Australian tech agency CSIRO settles with HP, continues case: CSIRO says that HP has settled on confidential terms over the agency's claims to have a patent that covers some of the fundamental parts of how 802.11a, g, and n Wi-Fi works. CSIRO continues to engage, as the article notes, "Microsoft, Dell, Toshiba, Intel, Nintendo, Netgear, Belkin, D-Link, Asus, Buffalo Technology, 3com, Accton and SMC." Cisco and its Linksys division aren't in the list because Cisco agreed to patent terms when it acquired an Australian network authentication firm a few years ago.

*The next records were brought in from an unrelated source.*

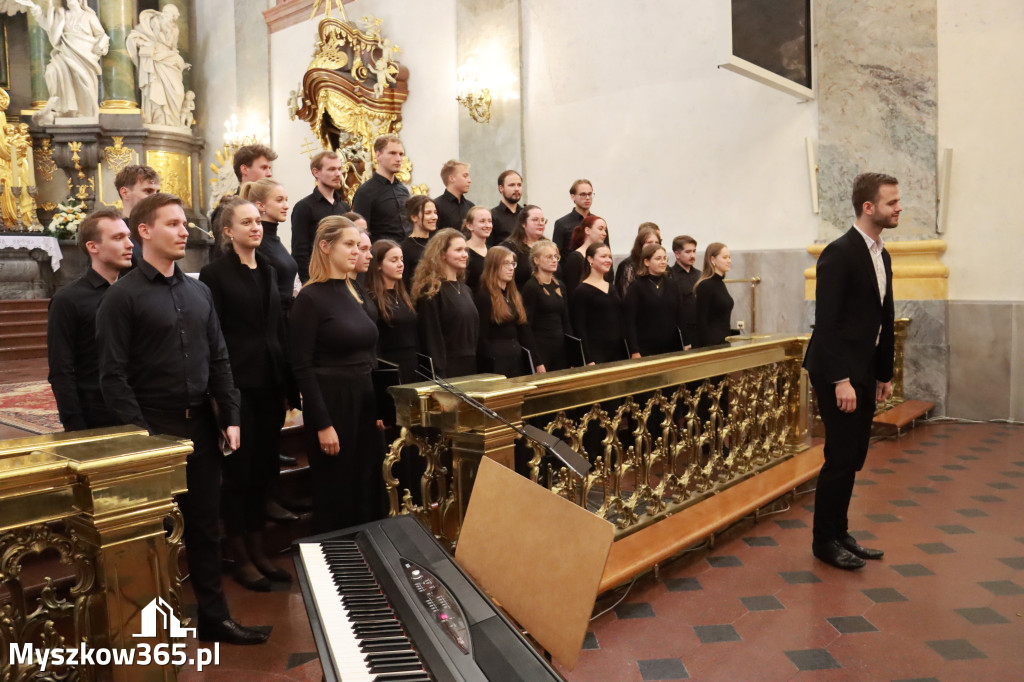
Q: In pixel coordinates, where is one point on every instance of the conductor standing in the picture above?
(850, 358)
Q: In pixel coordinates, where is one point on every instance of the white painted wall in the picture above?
(980, 104)
(426, 34)
(628, 95)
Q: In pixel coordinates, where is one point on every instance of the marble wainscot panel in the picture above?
(878, 62)
(927, 357)
(981, 358)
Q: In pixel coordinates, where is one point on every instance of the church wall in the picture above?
(629, 95)
(980, 101)
(426, 34)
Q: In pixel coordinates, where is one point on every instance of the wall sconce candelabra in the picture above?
(236, 138)
(470, 94)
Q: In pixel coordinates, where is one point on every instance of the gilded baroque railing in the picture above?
(660, 432)
(94, 502)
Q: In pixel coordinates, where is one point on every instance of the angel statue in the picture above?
(73, 73)
(153, 46)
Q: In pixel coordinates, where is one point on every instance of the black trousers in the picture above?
(348, 487)
(200, 505)
(249, 471)
(847, 436)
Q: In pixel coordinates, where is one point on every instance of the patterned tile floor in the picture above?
(945, 603)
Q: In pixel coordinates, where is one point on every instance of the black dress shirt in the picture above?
(452, 211)
(382, 203)
(305, 217)
(273, 250)
(562, 232)
(504, 222)
(249, 309)
(685, 282)
(71, 347)
(714, 311)
(161, 347)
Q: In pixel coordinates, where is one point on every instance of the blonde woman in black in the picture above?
(546, 301)
(446, 318)
(244, 286)
(333, 348)
(477, 226)
(504, 332)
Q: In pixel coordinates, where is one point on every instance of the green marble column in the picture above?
(118, 16)
(39, 56)
(184, 36)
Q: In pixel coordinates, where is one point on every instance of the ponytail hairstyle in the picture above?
(708, 271)
(375, 281)
(506, 305)
(330, 229)
(224, 219)
(430, 270)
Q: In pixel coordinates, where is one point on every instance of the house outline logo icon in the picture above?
(158, 611)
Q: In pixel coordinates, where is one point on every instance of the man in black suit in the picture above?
(850, 358)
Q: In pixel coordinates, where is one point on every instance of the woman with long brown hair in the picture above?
(528, 230)
(547, 304)
(714, 301)
(477, 226)
(596, 310)
(647, 232)
(448, 322)
(653, 307)
(333, 347)
(423, 215)
(593, 229)
(398, 340)
(244, 286)
(504, 332)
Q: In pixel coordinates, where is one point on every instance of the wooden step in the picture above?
(23, 326)
(904, 413)
(637, 553)
(24, 352)
(22, 339)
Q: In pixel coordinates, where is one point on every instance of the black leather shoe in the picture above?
(279, 514)
(230, 632)
(276, 574)
(261, 584)
(835, 554)
(864, 553)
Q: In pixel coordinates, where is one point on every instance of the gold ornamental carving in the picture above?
(175, 172)
(44, 161)
(351, 93)
(118, 156)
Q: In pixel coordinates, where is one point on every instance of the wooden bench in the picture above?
(638, 552)
(903, 414)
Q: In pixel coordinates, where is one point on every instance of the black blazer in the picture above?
(253, 329)
(848, 315)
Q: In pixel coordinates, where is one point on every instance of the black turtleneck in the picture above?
(282, 260)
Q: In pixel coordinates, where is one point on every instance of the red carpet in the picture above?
(29, 406)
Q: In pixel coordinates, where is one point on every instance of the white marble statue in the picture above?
(73, 73)
(153, 45)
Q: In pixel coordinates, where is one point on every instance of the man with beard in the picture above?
(850, 358)
(381, 199)
(503, 216)
(327, 199)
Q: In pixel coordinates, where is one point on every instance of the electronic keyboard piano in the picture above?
(386, 602)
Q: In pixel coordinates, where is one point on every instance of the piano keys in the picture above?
(386, 602)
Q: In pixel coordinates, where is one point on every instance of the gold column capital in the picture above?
(919, 273)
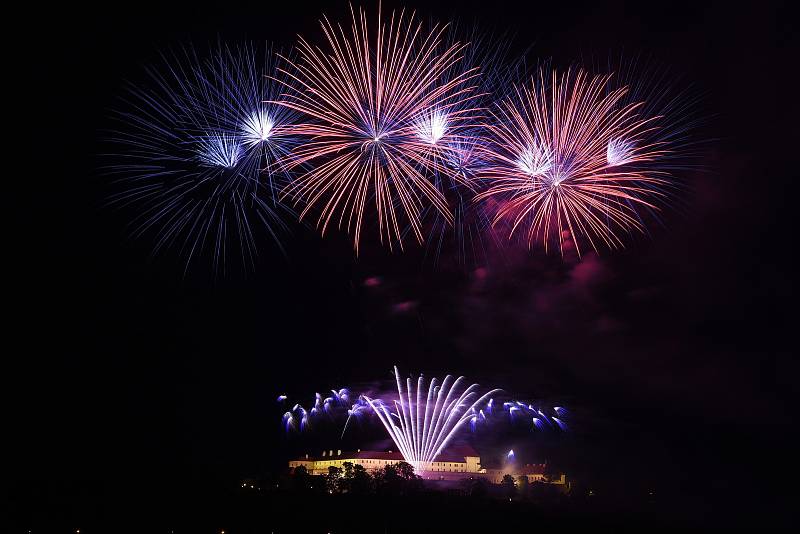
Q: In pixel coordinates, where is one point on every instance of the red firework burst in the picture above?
(568, 157)
(381, 123)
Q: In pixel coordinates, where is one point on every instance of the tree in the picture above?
(362, 482)
(332, 479)
(397, 479)
(522, 485)
(509, 487)
(405, 471)
(300, 478)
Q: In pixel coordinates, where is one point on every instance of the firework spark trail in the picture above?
(569, 157)
(197, 151)
(379, 122)
(422, 433)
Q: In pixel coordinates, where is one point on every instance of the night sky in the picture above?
(675, 353)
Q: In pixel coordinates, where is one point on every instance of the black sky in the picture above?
(677, 351)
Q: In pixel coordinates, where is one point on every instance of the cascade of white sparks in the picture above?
(427, 416)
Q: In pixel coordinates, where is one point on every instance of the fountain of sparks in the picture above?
(428, 416)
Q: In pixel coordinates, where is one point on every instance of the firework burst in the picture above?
(428, 415)
(197, 148)
(382, 117)
(571, 157)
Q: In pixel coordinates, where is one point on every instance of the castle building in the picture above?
(448, 466)
(455, 464)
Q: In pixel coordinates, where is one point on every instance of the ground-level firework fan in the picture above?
(427, 416)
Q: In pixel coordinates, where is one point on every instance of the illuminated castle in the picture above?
(454, 464)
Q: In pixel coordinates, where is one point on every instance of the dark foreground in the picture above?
(245, 512)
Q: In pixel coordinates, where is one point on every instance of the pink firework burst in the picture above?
(569, 156)
(382, 121)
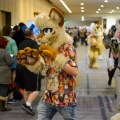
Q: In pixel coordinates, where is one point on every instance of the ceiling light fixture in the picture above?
(82, 10)
(65, 6)
(82, 7)
(106, 1)
(102, 5)
(112, 10)
(97, 12)
(81, 3)
(117, 7)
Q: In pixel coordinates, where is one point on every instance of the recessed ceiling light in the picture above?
(82, 10)
(97, 12)
(81, 3)
(82, 7)
(112, 10)
(117, 7)
(106, 0)
(64, 4)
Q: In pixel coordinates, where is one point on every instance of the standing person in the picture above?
(26, 79)
(19, 34)
(60, 66)
(6, 62)
(12, 48)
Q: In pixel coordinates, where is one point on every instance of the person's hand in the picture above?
(48, 51)
(28, 56)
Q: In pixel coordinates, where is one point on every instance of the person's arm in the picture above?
(71, 70)
(9, 59)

The patent may or may not be found valid. I have trouble with how it was revised to include frequencies not mentioned in the original filing that weren't in common use when the filing was first made. A patent review hasn't yet occurred. If upheld, CSIRO will collect what it has frequently described as a small royalty on all devices containing Wi-Fi.
The article misstates the current state of the Buffalo/CSIRO lawsuit by missing a fine detail. CSIRO claimed to have come out in top last September in an appeals court decision, but both parties got something out of it. In December, Buffalo was allowed to start selling gear again, even as the case was sent back to lower court to deal with a small issue. Now, it's still possible Buffalo will have to pay damages, back royalties, and future royalties, but it's actively selling gear at the moment. CSIRO says it won something in appeals because of this possibility.